During the month of December the LBJ boyhood home, the LBJ Ranch, and the Historic Johnson City Settlement are decorated for Christmas and open on a few special evenings for viewing. Typically they only have daytime tours.
This is the LBJ boyhood home. All the oil lamps you'll see are electric, but are very nice replicas. The home was built in 1901. The Johnson's moved to this home in 1913. Lyndon was 5 years old at that time. He lived here for most of the years up to 1937. His father Sam Ealy Johnson, Jr. was a state legislator, and his mother, Rebekah Baines Johnson, was one of few college educated women in the area. Lyndon had one younger brother and three sisters.

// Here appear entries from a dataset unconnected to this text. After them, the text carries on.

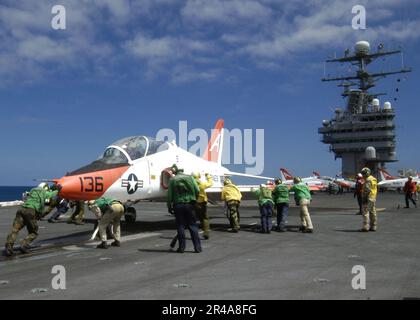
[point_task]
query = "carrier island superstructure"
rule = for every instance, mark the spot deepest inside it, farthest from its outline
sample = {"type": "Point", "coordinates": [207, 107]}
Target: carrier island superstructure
{"type": "Point", "coordinates": [363, 133]}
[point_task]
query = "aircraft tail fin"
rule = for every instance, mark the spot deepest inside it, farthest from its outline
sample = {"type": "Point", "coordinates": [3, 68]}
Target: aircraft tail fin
{"type": "Point", "coordinates": [381, 176]}
{"type": "Point", "coordinates": [215, 147]}
{"type": "Point", "coordinates": [316, 174]}
{"type": "Point", "coordinates": [286, 174]}
{"type": "Point", "coordinates": [385, 175]}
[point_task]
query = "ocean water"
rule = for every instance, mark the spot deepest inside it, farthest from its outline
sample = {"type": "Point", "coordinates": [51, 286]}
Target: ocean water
{"type": "Point", "coordinates": [12, 193]}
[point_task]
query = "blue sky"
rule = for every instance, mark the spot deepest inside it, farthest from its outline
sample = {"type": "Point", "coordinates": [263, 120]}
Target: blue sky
{"type": "Point", "coordinates": [133, 67]}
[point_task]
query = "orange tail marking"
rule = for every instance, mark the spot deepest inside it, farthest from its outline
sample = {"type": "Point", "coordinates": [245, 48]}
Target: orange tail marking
{"type": "Point", "coordinates": [286, 174]}
{"type": "Point", "coordinates": [214, 148]}
{"type": "Point", "coordinates": [387, 175]}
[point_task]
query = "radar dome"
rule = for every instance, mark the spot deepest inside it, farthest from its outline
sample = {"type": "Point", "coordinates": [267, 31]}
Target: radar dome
{"type": "Point", "coordinates": [375, 105]}
{"type": "Point", "coordinates": [362, 48]}
{"type": "Point", "coordinates": [370, 153]}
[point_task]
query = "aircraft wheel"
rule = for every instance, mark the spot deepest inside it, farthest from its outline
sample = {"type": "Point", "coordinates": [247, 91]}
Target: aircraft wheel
{"type": "Point", "coordinates": [130, 215]}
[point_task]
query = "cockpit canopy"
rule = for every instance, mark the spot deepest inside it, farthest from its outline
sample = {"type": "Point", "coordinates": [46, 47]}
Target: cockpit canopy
{"type": "Point", "coordinates": [123, 152]}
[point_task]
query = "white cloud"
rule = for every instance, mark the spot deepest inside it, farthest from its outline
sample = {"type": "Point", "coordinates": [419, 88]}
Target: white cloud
{"type": "Point", "coordinates": [185, 40]}
{"type": "Point", "coordinates": [224, 11]}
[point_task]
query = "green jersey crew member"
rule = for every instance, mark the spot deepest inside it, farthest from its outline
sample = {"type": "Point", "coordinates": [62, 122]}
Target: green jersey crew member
{"type": "Point", "coordinates": [28, 215]}
{"type": "Point", "coordinates": [182, 195]}
{"type": "Point", "coordinates": [281, 200]}
{"type": "Point", "coordinates": [303, 199]}
{"type": "Point", "coordinates": [265, 203]}
{"type": "Point", "coordinates": [109, 211]}
{"type": "Point", "coordinates": [232, 196]}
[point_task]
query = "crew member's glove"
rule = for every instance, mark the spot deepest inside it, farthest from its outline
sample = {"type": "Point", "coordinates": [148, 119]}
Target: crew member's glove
{"type": "Point", "coordinates": [56, 187]}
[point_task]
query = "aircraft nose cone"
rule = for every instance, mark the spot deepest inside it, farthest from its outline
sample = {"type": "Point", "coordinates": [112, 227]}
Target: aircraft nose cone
{"type": "Point", "coordinates": [71, 189]}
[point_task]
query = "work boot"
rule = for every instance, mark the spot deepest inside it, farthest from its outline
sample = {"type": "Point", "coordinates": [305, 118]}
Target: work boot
{"type": "Point", "coordinates": [116, 243]}
{"type": "Point", "coordinates": [9, 250]}
{"type": "Point", "coordinates": [102, 245]}
{"type": "Point", "coordinates": [24, 249]}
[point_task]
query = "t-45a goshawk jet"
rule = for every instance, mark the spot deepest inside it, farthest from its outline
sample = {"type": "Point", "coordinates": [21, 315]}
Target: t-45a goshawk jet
{"type": "Point", "coordinates": [138, 168]}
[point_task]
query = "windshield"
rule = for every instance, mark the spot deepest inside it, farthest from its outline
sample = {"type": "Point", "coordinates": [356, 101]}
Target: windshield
{"type": "Point", "coordinates": [135, 147]}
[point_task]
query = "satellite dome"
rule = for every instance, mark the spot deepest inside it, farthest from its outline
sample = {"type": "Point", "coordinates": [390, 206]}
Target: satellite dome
{"type": "Point", "coordinates": [387, 105]}
{"type": "Point", "coordinates": [362, 48]}
{"type": "Point", "coordinates": [370, 153]}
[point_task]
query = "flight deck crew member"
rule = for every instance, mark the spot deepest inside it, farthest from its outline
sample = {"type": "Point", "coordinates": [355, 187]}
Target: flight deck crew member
{"type": "Point", "coordinates": [201, 205]}
{"type": "Point", "coordinates": [28, 215]}
{"type": "Point", "coordinates": [183, 192]}
{"type": "Point", "coordinates": [303, 199]}
{"type": "Point", "coordinates": [232, 196]}
{"type": "Point", "coordinates": [79, 212]}
{"type": "Point", "coordinates": [369, 193]}
{"type": "Point", "coordinates": [265, 203]}
{"type": "Point", "coordinates": [358, 192]}
{"type": "Point", "coordinates": [410, 189]}
{"type": "Point", "coordinates": [61, 207]}
{"type": "Point", "coordinates": [281, 201]}
{"type": "Point", "coordinates": [109, 212]}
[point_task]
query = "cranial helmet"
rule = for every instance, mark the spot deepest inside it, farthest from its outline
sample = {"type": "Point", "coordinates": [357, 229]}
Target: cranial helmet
{"type": "Point", "coordinates": [44, 186]}
{"type": "Point", "coordinates": [366, 172]}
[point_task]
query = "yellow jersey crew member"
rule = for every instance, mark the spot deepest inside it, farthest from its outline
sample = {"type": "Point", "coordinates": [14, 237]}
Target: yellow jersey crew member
{"type": "Point", "coordinates": [369, 192]}
{"type": "Point", "coordinates": [109, 211]}
{"type": "Point", "coordinates": [303, 199]}
{"type": "Point", "coordinates": [201, 205]}
{"type": "Point", "coordinates": [232, 196]}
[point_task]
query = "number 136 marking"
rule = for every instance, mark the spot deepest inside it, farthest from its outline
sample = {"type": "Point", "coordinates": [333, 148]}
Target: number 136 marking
{"type": "Point", "coordinates": [91, 184]}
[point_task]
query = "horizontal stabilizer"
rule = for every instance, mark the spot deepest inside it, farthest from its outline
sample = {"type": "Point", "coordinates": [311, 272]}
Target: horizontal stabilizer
{"type": "Point", "coordinates": [248, 176]}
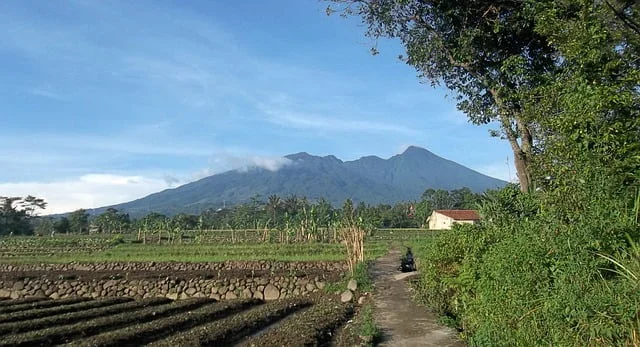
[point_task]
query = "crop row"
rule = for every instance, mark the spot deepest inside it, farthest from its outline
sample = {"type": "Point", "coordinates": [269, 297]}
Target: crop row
{"type": "Point", "coordinates": [78, 316]}
{"type": "Point", "coordinates": [143, 333]}
{"type": "Point", "coordinates": [65, 306]}
{"type": "Point", "coordinates": [311, 327]}
{"type": "Point", "coordinates": [233, 328]}
{"type": "Point", "coordinates": [44, 303]}
{"type": "Point", "coordinates": [193, 322]}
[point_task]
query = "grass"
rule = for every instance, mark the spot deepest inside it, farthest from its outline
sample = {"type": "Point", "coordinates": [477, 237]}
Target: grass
{"type": "Point", "coordinates": [43, 251]}
{"type": "Point", "coordinates": [367, 325]}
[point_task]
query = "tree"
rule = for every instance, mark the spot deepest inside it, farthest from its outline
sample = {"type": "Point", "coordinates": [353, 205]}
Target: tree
{"type": "Point", "coordinates": [62, 226]}
{"type": "Point", "coordinates": [79, 221]}
{"type": "Point", "coordinates": [486, 51]}
{"type": "Point", "coordinates": [16, 214]}
{"type": "Point", "coordinates": [111, 220]}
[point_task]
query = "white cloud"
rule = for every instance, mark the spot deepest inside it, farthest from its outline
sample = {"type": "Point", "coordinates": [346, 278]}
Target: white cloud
{"type": "Point", "coordinates": [47, 92]}
{"type": "Point", "coordinates": [88, 191]}
{"type": "Point", "coordinates": [301, 120]}
{"type": "Point", "coordinates": [227, 160]}
{"type": "Point", "coordinates": [503, 170]}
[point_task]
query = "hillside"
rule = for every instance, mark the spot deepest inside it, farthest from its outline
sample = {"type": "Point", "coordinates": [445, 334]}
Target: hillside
{"type": "Point", "coordinates": [370, 179]}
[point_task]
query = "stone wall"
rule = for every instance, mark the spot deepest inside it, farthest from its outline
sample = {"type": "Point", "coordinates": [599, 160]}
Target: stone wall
{"type": "Point", "coordinates": [220, 289]}
{"type": "Point", "coordinates": [264, 280]}
{"type": "Point", "coordinates": [325, 266]}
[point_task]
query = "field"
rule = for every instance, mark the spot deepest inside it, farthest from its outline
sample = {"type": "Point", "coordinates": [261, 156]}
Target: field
{"type": "Point", "coordinates": [162, 322]}
{"type": "Point", "coordinates": [224, 289]}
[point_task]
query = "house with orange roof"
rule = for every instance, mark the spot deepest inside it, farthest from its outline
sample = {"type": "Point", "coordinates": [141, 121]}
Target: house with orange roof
{"type": "Point", "coordinates": [444, 219]}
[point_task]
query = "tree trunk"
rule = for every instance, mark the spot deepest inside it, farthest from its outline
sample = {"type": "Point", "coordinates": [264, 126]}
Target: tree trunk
{"type": "Point", "coordinates": [522, 151]}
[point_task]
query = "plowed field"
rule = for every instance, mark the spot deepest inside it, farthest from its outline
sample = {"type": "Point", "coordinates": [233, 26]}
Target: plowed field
{"type": "Point", "coordinates": [162, 322]}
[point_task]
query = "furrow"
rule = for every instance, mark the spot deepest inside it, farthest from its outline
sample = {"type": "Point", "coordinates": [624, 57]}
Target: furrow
{"type": "Point", "coordinates": [152, 331]}
{"type": "Point", "coordinates": [64, 334]}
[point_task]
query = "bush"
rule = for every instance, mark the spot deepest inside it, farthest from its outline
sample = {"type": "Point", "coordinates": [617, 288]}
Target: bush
{"type": "Point", "coordinates": [528, 277]}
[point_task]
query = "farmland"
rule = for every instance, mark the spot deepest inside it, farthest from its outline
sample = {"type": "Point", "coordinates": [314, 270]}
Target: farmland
{"type": "Point", "coordinates": [162, 322]}
{"type": "Point", "coordinates": [217, 289]}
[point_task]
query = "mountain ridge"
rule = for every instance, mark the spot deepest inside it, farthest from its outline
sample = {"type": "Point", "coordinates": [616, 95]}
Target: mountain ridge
{"type": "Point", "coordinates": [370, 179]}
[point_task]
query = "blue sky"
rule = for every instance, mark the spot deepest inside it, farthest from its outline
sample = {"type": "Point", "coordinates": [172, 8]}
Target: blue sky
{"type": "Point", "coordinates": [107, 101]}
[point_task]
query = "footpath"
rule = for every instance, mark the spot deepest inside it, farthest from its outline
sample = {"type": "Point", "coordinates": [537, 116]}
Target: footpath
{"type": "Point", "coordinates": [402, 321]}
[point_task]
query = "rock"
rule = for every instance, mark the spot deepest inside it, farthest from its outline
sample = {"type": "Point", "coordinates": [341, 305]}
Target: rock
{"type": "Point", "coordinates": [346, 296]}
{"type": "Point", "coordinates": [246, 293]}
{"type": "Point", "coordinates": [18, 285]}
{"type": "Point", "coordinates": [4, 293]}
{"type": "Point", "coordinates": [109, 284]}
{"type": "Point", "coordinates": [352, 285]}
{"type": "Point", "coordinates": [271, 292]}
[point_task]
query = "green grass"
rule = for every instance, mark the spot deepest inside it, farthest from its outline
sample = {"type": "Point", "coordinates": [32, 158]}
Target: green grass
{"type": "Point", "coordinates": [367, 325]}
{"type": "Point", "coordinates": [136, 252]}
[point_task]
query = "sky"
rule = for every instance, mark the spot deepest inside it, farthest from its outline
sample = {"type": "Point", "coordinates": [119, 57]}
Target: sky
{"type": "Point", "coordinates": [106, 101]}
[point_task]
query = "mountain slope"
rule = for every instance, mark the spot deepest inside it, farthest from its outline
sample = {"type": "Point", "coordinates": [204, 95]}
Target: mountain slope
{"type": "Point", "coordinates": [370, 179]}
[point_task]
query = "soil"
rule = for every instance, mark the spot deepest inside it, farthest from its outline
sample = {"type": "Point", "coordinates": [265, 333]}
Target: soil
{"type": "Point", "coordinates": [160, 274]}
{"type": "Point", "coordinates": [402, 321]}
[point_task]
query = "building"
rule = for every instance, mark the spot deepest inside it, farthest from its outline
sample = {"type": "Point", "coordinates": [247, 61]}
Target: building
{"type": "Point", "coordinates": [444, 219]}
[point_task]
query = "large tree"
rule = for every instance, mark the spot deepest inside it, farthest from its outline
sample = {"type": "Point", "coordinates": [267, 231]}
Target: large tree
{"type": "Point", "coordinates": [486, 51]}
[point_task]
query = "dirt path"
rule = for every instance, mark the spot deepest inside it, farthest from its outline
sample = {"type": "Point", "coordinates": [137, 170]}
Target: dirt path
{"type": "Point", "coordinates": [403, 322]}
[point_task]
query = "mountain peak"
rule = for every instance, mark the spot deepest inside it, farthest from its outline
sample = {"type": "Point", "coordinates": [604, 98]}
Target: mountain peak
{"type": "Point", "coordinates": [299, 156]}
{"type": "Point", "coordinates": [415, 149]}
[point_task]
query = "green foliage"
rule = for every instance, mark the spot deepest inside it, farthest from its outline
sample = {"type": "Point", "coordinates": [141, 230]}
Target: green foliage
{"type": "Point", "coordinates": [534, 280]}
{"type": "Point", "coordinates": [367, 324]}
{"type": "Point", "coordinates": [16, 214]}
{"type": "Point", "coordinates": [79, 221]}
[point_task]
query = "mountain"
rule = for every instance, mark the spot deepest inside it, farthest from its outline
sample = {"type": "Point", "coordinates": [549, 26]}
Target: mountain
{"type": "Point", "coordinates": [370, 179]}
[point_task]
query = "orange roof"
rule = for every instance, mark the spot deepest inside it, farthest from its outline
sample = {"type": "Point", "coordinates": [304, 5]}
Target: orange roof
{"type": "Point", "coordinates": [460, 214]}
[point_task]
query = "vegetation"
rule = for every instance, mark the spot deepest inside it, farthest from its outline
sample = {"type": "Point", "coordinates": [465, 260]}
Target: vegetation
{"type": "Point", "coordinates": [16, 214]}
{"type": "Point", "coordinates": [553, 261]}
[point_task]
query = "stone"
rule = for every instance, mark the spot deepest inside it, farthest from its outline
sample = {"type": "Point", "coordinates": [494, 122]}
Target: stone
{"type": "Point", "coordinates": [4, 293]}
{"type": "Point", "coordinates": [109, 284]}
{"type": "Point", "coordinates": [352, 285]}
{"type": "Point", "coordinates": [271, 292]}
{"type": "Point", "coordinates": [346, 296]}
{"type": "Point", "coordinates": [18, 285]}
{"type": "Point", "coordinates": [246, 293]}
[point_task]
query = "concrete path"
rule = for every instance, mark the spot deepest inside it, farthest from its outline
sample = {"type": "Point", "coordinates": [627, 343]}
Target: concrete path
{"type": "Point", "coordinates": [403, 322]}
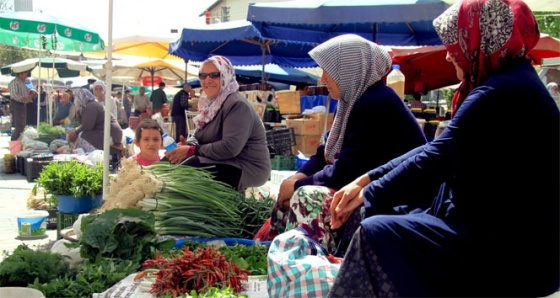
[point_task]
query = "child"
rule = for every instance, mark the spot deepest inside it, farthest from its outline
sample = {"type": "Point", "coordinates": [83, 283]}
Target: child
{"type": "Point", "coordinates": [148, 139]}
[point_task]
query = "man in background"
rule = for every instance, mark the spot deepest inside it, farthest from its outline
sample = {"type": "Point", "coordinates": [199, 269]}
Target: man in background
{"type": "Point", "coordinates": [89, 85]}
{"type": "Point", "coordinates": [19, 97]}
{"type": "Point", "coordinates": [158, 98]}
{"type": "Point", "coordinates": [127, 103]}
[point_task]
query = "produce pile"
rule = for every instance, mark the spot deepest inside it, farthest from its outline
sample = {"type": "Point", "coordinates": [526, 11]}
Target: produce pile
{"type": "Point", "coordinates": [186, 201]}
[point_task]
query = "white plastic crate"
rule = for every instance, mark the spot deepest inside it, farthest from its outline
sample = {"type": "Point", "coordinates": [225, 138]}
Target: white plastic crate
{"type": "Point", "coordinates": [277, 177]}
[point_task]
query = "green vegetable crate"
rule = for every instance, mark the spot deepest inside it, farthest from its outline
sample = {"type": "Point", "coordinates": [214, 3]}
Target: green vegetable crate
{"type": "Point", "coordinates": [63, 221]}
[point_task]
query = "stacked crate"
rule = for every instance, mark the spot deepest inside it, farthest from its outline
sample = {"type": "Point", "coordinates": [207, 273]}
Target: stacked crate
{"type": "Point", "coordinates": [280, 142]}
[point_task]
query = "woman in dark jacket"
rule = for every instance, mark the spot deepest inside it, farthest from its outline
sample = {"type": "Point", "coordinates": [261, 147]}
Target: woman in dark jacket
{"type": "Point", "coordinates": [493, 229]}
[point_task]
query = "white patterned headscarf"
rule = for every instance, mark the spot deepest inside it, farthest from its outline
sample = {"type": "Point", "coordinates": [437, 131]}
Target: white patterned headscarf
{"type": "Point", "coordinates": [82, 98]}
{"type": "Point", "coordinates": [209, 107]}
{"type": "Point", "coordinates": [100, 83]}
{"type": "Point", "coordinates": [355, 64]}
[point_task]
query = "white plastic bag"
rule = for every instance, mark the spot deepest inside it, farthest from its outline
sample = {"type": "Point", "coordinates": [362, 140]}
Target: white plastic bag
{"type": "Point", "coordinates": [30, 132]}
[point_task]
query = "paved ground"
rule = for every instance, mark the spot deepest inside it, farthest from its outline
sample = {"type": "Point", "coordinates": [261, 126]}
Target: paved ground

This is they entry. To the right, you step into a central dining room with a fireplace and large dining table. I was so busy going to all the rooms that come off every wall of the dining room, that I forgot to get a picture of it.
As you step into the dining room, there is a door to the left going into Lyndon's 3 sister's bedroom.
Across the dining room from the girl's room is the parent's bedroom. Through the doorway at the back of the parent's room is Lyndon and his brother's room.
At the back of the dining room, you enter the kitchen. To the left of the kitchen is an entrance to a large screened-in porch. To the right of the kitchen is a screened breezeway leading to the bathroom.
The house seems to have existed at a time when plumbing was just beginning to be brought into homes. There is a bathtub, but no toilet or sink. There is a nearby outhouse.
The boy's room is accessable through the bathroom or parent's room.
The living room is located to the front of the house. You would access it by stepping from the entryway into the dining room and going to the right. It is a very pleasant home.